Cancellations and retries

Signing requests can be cancelled by calling /cancel. A new signing for the same participant can be initiated again using /start and /start/phone

It is also possible to retry a signing request without explicitly calling cancel first. In this scenario there are some caveats:

Two consecutive calls to /start from the same IP address will cause a 409 Conflict. After the 409 it can however be called again successfully without cancelling first.
Two consecutive calls to /start from different IP addresses will cause a 409 Conflict and that personal number will be blocked for approximately 3 minutes.
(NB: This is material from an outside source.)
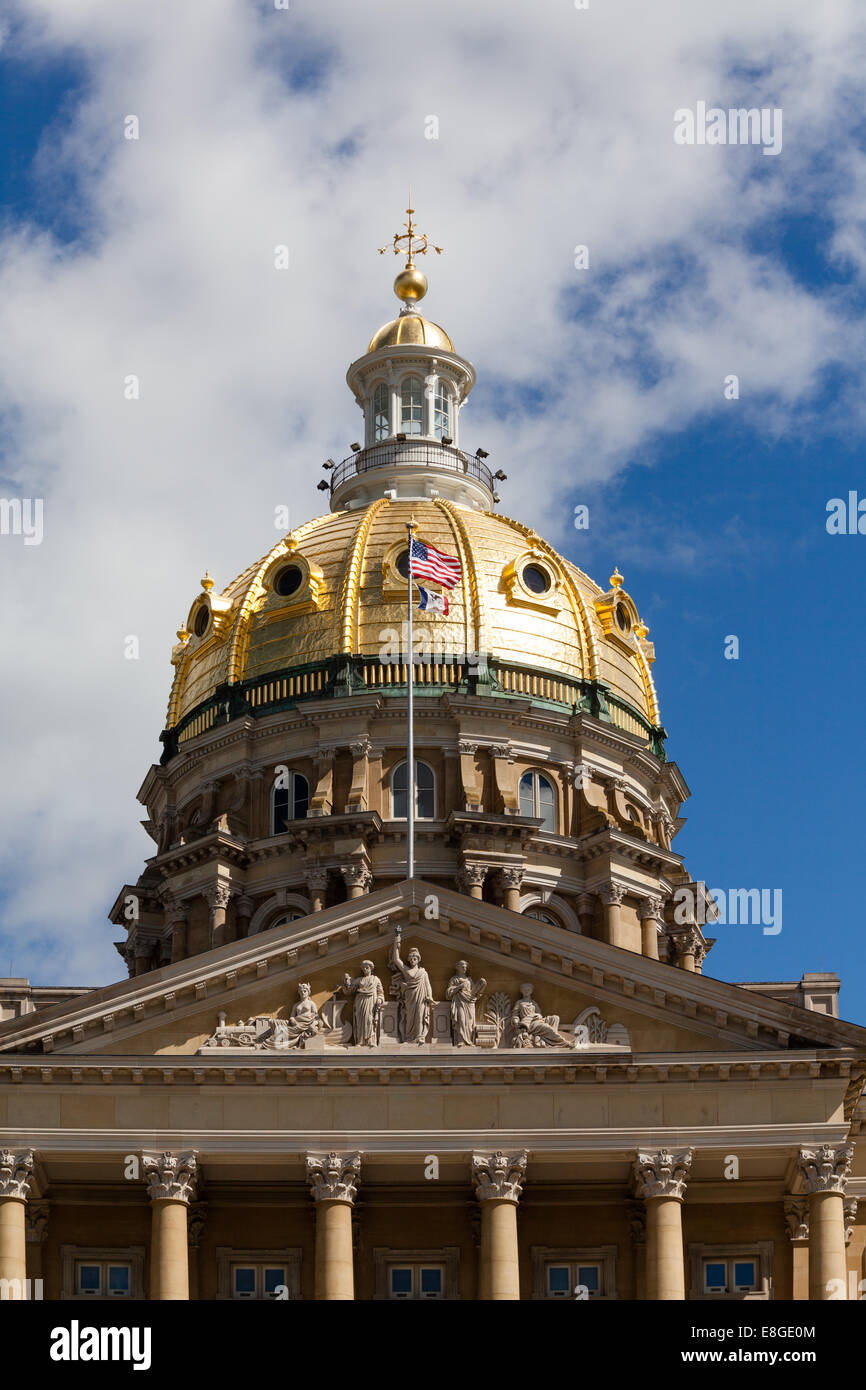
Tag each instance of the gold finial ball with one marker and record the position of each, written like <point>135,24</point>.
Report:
<point>410,284</point>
Cancel will not work meanwhile.
Two consecutive calls to /start/phone will cause 409 Conflict and that personal number will be blocked for approximately one minute. Cancel will not work meanwhile.

Caveats

Triggering 2 consecutive calls to /start from different IP addresses for the same personal number within 3 minutes will result in 409 with the following response:

{
   "type": "about:blank",
   "title": "Conflict",
   "status": 409,
   "instance": "/signing/start",
   "reason": {
     "code": "RFA4_SIGNING_IN_PROGRESS",
     "message": "An identification or signing for this personal number is already started. Please try again"
   }
}

There are more cases that could result in RFA4_SIGNING_IN_PROGRESS which are as follows:

When the end user triggered a signing with some other bank and tries to initiate signing with SBAB
When /start is called back to back without calling /cancel in between. /start will be successful on the third invocation
When /start/phone is invoked back to back without invoking /cancel in between. Consecutive invocations of /start/phone will return RFA4_SIGNING_IN_PROGRESS until a minute is passed.
When /start/phone is followed by /start or vice-versa

This is to avoid any fraud signings happening from different IPs. Classic case is an attacker using VPN. Please be aware this will temporarily block the end user's BankId and the user need to wait sometime (Approximately 1 minute) until he could use the BankId again

Error handling

The Signing API uses standard HTTP status codes and error responses. The error responses follow the problem detail specification.

Below is an example such of an error response:

{
  "title": "Conflict",
  "status": 409,
  "instance": "/signing/start",
  "reason":
    {
      "code": "RFA4_SIGNING_IN_PROGRESS",
      "message": "An identification or signing for this personal number is already started. Please try again"
    }
}

A more detailed description of the error codes and reason codes can also be found in the API documentation.